Receiving family rates for health, homeowners’, auto, and other types of insurance.
Receiving tuition discounts and permission to use school facilities.
Other consumer discounts and incentives offered only to married couples or families.
Other Legal Benefits and Protections
Suing a third person for wrongful death of your spouse and loss of consortium (loss of intimacy).
Suing a third person for offenses that interfere with the success of your marriage, such as alienation of affection and criminal conversation (these laws are available in only a few states).
Claiming the marital communications privilege, which means a court can’t force you to disclose the contents of confidential communications between you and your spouse during your marriage.
Receiving crime victims’ recovery benefits if your spouse is the victim of a crime.
Obtaining domestic violence protection orders.
Obtaining immigration and residency benefits for noncitizen spouse.
Visiting rights in jails and other places where visitors are restricted to immediate family.
I highlighted the marital privilege because I can see how it could be abused. But honestly, shouldn’t everyone get to pick one close friend, a person who they want to be able to visit in the hospital or prison, to live with, to make funeral arrangements for, to trust with medical decisions, and declare that that person cannot be compelled to testify against you? What criminal would that keep out of jail? Not even mob bosses would consent to letting a lieutenant make medical decisions in order to evade prosecution. The trade-off wouldn’t be worth it.
If they just wanted to say that marriage was “one man, one woman” that would be bad, but in a way that would be so gratuitous I wouldn’t care. It would just re-assert existing law. But this stinks.

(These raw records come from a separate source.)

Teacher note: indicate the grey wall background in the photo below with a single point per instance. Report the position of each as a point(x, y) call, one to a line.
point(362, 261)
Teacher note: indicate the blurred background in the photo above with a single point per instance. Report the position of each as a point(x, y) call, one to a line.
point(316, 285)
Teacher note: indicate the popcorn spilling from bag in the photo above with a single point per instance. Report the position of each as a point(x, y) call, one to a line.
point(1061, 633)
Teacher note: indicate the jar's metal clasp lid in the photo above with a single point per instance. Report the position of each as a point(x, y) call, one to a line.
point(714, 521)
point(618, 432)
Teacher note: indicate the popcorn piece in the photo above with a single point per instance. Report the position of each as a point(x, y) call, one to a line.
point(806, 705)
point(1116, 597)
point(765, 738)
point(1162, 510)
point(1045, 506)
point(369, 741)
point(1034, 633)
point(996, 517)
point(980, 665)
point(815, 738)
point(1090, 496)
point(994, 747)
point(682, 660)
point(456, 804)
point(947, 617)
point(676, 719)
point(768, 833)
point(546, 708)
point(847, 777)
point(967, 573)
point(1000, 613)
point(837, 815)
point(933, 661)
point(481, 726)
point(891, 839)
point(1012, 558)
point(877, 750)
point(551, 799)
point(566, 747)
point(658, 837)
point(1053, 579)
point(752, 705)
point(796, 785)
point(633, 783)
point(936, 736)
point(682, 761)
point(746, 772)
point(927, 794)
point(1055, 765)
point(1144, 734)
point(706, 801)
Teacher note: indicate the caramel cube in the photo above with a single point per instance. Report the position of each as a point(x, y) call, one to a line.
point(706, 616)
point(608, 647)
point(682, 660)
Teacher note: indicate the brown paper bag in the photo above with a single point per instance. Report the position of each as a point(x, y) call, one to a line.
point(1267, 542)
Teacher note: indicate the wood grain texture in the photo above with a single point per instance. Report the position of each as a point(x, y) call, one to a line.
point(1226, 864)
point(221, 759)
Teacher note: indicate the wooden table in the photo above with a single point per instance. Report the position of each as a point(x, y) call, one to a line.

A similar amendment in Ohio has made it harder to prosecute domestic violence between an unmarried, heterosexual couple. After all, domestic violence protection is an incident of marriage, and they weren’t married.
This is bad policy and a bad amendment. It also happens to be bad politics. If they left it to the gubernatorial primaries or the general election, they could have used it as a cudgel against all sorts of moderates. But they rushed it through. Only you, gentle reader, can hold it back. See how you can help Kansans for Fairness and be sure to vote.